Comunque vada il congresso del PD e comunque vadano le sorti dei partitini alla sua sinistra, ritengo pressoché ineluttabile che vinca la seconda posizione, cioè quella indisposta a qualsivoglia autocritica e pienamente rivendicazionista rispetto alla linea politica che ha portato il PD dal 39 al 17%. I motivi che rendono quest’ipotesi ineluttabile sono tre:
a) la sinistra riformista vive, dalla fine degli anni ’70, in una condizione di subordinazione ideologica, di dipendenza strategica e, pertanto, di sudditanza politica, rispetto alle aree liberali che compongono la classe dirigente dei vari apparati dello Stato e delle grandi imprese; nella presente situazione di debolezza dei partiti di sinistra, in poche parole, più che mai è e sarà il quotidiano Repubblica a dettare la linea; come stiamo vedendo quotidianamente, tutti i fattori di criticità del pensiero liberal-progressista, vengono dal quotidiano di Scalfari rilanciati ed estremizzati: la linea deregolazionista sui flussi migratori, la sottomissione agli indirizzi economici della Commissione Europea, la pedissequità assoluta nei confronti degli indirizzi militari Nato-statunintesi, il primato dei diritti civili sui diritti sociali, il razzismo di classe verso l’elettorato dei partiti avversari e, dunque, verso i ceti disagiati e poveri;
b) anche se D’Alema e Zingaretti fossero in completa buona fede nell’enunciare una volontà di rottura con la dottrina neoliberista, all’atto pratico subordinerebbero sempre e comunque questa volontà alla necessità di unità a sinistra; questo aspetto di considerare il concetto di sinistra prioritario rispetto alla reale alternativa al neoliberismo, è molto radicato anche presso l’opinione pubblica progressista e rende ineffettuale e velleitario in partenza qualsivoglia discorso di alternativa sistemica possa emergere in quell’area; detta brutalmente, se davvero si volesse un’alternativa al neoliberismo, bisognerebbe creare una coalizione politica all’interno della quale i neoliberisti non siano presenti; questa coalizione, evidentemente, da trent’anni almeno non può più essere la sinistra;
c) infine, non va sottovalutata la trasformazione culturale avvenuta nella base della sinistra riformista, ovvero i cambiamenti profondi intercorsi presso gli iscritti PD e presso i lettori abituali di Repubblica; stiamo parlando di persone che, diciassette anni fa, erano in piazza con cartelli recanti la scritta “giù le mani dall’articolo 18” e che, in questa fase, hanno invece applaudito sentitamente governi che l’articolo 18 l’hanno soppresso in via definitiva; la trasformazione valoriale di questo ceto borghese e perlopiù benestante che costituisce, oggi, lo zoccolo duro di consenso alla sinistra riformista, è peraltro ravvisabile nel disprezzo e nel risentimento espressi verso operai e disoccupati, nell’innumerabile mole di dichiarazioni via twitter o facebook contro il suffragio universale.

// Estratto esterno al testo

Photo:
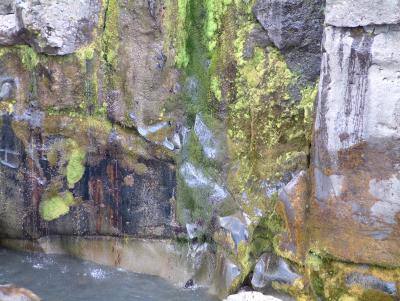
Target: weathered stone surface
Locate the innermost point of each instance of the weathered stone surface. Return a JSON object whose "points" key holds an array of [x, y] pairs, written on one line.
{"points": [[356, 162], [269, 269], [210, 143], [344, 13], [11, 293], [369, 282], [251, 296], [9, 30], [295, 27], [57, 27], [290, 23], [7, 7], [113, 196], [294, 197]]}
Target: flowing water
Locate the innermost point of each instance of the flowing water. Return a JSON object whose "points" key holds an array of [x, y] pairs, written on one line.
{"points": [[62, 278]]}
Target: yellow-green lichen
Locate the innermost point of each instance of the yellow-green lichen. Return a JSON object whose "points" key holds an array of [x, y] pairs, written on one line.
{"points": [[56, 206], [75, 166]]}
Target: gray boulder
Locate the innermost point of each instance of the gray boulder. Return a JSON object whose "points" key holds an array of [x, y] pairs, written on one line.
{"points": [[235, 227], [357, 134], [251, 296], [290, 23], [295, 27], [54, 27], [9, 30], [369, 282], [10, 293]]}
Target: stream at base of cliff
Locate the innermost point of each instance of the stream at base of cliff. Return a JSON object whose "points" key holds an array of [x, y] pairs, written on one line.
{"points": [[62, 278]]}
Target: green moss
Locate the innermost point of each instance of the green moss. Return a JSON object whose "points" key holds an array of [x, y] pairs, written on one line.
{"points": [[214, 11], [56, 206], [110, 37], [140, 168], [75, 167]]}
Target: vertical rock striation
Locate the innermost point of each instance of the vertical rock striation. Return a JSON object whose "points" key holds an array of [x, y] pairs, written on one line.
{"points": [[357, 133]]}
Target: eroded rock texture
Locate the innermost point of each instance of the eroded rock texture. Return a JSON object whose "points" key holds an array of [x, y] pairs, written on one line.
{"points": [[53, 27], [356, 161]]}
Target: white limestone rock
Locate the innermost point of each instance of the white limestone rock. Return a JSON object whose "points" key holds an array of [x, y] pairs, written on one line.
{"points": [[56, 27], [354, 13], [251, 296]]}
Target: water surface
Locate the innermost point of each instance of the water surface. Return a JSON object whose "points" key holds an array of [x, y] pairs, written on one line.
{"points": [[63, 278]]}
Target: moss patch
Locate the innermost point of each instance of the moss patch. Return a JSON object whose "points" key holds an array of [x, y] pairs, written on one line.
{"points": [[56, 206], [75, 166]]}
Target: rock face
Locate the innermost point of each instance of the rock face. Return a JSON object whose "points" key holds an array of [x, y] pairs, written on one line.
{"points": [[53, 27], [270, 269], [357, 13], [356, 162], [193, 121]]}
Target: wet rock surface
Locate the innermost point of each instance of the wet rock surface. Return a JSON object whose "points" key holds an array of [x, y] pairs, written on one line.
{"points": [[356, 159], [251, 296], [362, 12], [110, 196], [269, 269]]}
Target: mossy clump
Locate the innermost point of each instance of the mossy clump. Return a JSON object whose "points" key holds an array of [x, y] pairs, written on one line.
{"points": [[76, 164], [56, 206]]}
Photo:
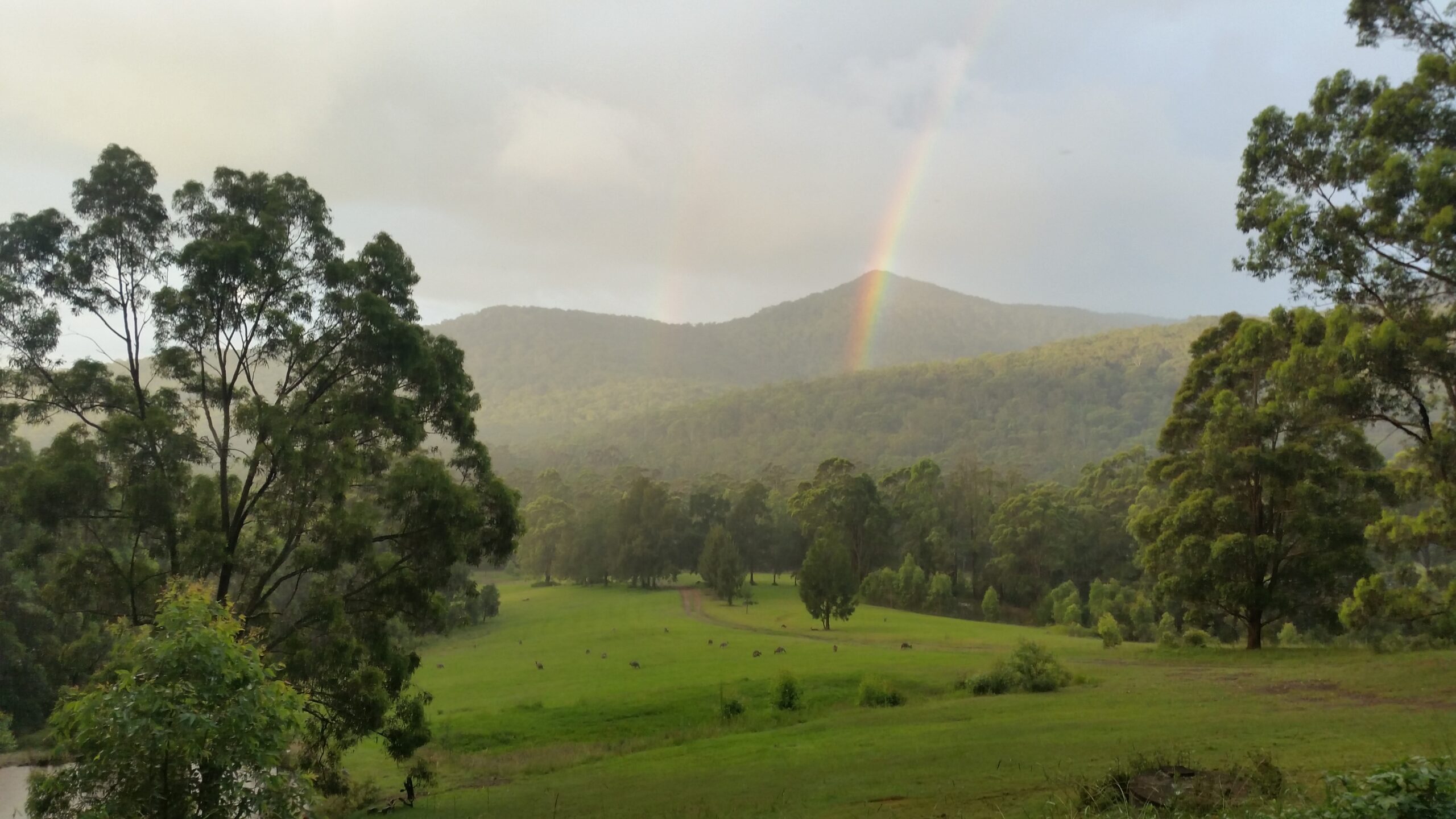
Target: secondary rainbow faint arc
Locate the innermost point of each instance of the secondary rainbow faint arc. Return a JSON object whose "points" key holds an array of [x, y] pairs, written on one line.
{"points": [[872, 291]]}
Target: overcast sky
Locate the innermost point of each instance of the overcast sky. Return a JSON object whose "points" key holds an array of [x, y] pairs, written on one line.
{"points": [[695, 161]]}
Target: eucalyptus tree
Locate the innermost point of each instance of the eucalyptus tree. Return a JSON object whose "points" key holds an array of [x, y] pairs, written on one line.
{"points": [[276, 423], [1260, 500]]}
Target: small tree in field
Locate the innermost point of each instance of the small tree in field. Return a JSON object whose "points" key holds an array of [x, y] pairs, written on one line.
{"points": [[721, 564], [187, 721], [828, 581], [941, 598], [991, 605]]}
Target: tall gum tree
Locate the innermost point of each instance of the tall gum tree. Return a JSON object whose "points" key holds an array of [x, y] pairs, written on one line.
{"points": [[277, 424], [1261, 496]]}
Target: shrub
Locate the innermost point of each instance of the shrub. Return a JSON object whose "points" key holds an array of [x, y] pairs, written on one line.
{"points": [[878, 694], [991, 605], [941, 598], [1108, 630], [1289, 636], [996, 681], [878, 588], [1030, 668], [1197, 639], [731, 707], [1036, 669], [788, 694], [1413, 787], [911, 585]]}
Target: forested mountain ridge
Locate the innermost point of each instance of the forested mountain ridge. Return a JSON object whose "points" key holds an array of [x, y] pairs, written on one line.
{"points": [[1044, 411], [544, 372]]}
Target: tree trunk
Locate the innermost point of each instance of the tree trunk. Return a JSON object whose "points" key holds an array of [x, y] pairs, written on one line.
{"points": [[1256, 628]]}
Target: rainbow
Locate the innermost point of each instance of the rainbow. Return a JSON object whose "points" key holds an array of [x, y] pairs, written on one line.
{"points": [[874, 284]]}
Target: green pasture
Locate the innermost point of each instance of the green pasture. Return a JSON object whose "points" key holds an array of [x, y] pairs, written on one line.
{"points": [[592, 737]]}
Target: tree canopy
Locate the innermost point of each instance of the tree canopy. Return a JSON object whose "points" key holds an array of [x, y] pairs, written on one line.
{"points": [[268, 428]]}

In breve, per tutte le ragioni sopra indicate, la “vera” linea politica della sinistra liberale – quella che, comunque vada, risulterà sul lungo termine egemone – non è detenuta affatto dal PD bensì dalla formazione estremista +Europa di Emma Bonino: abbattimento dell’economia pubblica e di ogni forma residuale di welfare, distruzione della sovranità costituzionale e di ogni forma di controllo sulle scelte economiche da parte degli organismi elettivi, completo asservimento militare agli Stati Uniti, deregulation iper-liberista dei flussi migratori.

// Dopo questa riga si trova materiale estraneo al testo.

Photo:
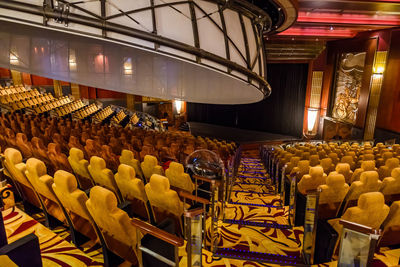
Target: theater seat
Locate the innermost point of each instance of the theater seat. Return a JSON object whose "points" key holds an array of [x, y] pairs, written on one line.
{"points": [[80, 167], [349, 160], [150, 166], [36, 172], [311, 181], [327, 165], [164, 201], [334, 190], [391, 185], [23, 145], [103, 176], [178, 178], [344, 169], [57, 158], [115, 225], [302, 168], [391, 227], [73, 200], [368, 165], [132, 190], [127, 157], [293, 163], [370, 211], [314, 160], [369, 182], [386, 170]]}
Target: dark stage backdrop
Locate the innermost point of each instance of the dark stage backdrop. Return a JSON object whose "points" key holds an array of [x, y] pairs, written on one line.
{"points": [[282, 112]]}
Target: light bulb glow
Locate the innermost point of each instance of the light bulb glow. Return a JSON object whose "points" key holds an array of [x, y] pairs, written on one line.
{"points": [[312, 115]]}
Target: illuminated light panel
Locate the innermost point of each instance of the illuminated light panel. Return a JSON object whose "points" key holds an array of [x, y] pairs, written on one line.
{"points": [[295, 31], [336, 18]]}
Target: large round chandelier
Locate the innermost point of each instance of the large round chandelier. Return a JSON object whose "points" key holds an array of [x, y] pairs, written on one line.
{"points": [[208, 51]]}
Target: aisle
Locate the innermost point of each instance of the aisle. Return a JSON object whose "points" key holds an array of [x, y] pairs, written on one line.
{"points": [[255, 223]]}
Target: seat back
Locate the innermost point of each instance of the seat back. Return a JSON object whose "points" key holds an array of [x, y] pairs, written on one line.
{"points": [[103, 176], [368, 165], [150, 166], [15, 167], [391, 185], [344, 169], [311, 181], [127, 157], [112, 221], [36, 172], [386, 170], [334, 190], [23, 145], [369, 182], [130, 186], [73, 199], [370, 211], [161, 196], [178, 178]]}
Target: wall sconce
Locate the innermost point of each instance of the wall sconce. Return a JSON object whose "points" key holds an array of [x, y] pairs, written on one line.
{"points": [[128, 66], [13, 59], [72, 60], [178, 106], [312, 116]]}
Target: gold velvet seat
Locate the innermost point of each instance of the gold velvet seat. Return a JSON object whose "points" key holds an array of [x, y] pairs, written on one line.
{"points": [[368, 165], [23, 145], [302, 168], [132, 190], [178, 178], [127, 157], [386, 170], [150, 166], [164, 201], [391, 185], [315, 178], [334, 190], [344, 169], [80, 167], [114, 224], [327, 165], [73, 200], [369, 182], [103, 176], [15, 169], [36, 172], [370, 211]]}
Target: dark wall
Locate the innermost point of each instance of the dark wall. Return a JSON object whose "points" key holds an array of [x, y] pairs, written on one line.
{"points": [[281, 113]]}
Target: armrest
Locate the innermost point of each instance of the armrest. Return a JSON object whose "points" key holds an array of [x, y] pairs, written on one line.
{"points": [[154, 231], [187, 195]]}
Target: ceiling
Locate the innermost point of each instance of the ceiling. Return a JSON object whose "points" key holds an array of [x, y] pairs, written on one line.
{"points": [[319, 21]]}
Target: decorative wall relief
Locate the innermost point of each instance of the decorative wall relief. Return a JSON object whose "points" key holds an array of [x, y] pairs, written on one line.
{"points": [[347, 86]]}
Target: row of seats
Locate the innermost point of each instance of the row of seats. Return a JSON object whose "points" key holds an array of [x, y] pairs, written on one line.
{"points": [[18, 96], [91, 138], [86, 111], [102, 114], [102, 209], [12, 89], [119, 117]]}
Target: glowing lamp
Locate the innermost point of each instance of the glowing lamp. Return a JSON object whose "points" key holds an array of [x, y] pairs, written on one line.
{"points": [[312, 114], [178, 106], [13, 59]]}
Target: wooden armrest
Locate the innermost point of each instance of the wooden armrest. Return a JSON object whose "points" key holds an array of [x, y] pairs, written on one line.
{"points": [[154, 231], [187, 195], [205, 179]]}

Il problema è che con questa linea politica, ritenuta “quella giusta” dalla maggioranza dell’opinione pubblica progressista, la sinistra rischia di scendere sotto il 10%. Posto, dunque, che un cambio reale di linea in senso neo-socialista non è soggettivamente né oggettivamente possibile per i liberali, si profilano per loro tre ipotesi che corrispondono altresì a tre possibili forme di decesso politico, ovvero a tre modi diversi di concludere ingloriosamente la propria vicenda storica:
a) rivendicare ciò che si ritiene “giusto” fino all’autodistruzione elettorale; i precedenti, in questo senso, non mancano: Pasok, PSF e, in parte, anche SPD;
b) puntare all’ammucchiata “anti-sovranista”, ovvero allearsi con Forza Italia;
c) far nascere un nuovo partito-azienda, recante elementi di marketing all’insegna del “nuovo” e della “anti-politica”, in grado d’intercettare elettoralmente parte dell’elettorato populista, come En Marche di Emmanuel Macron.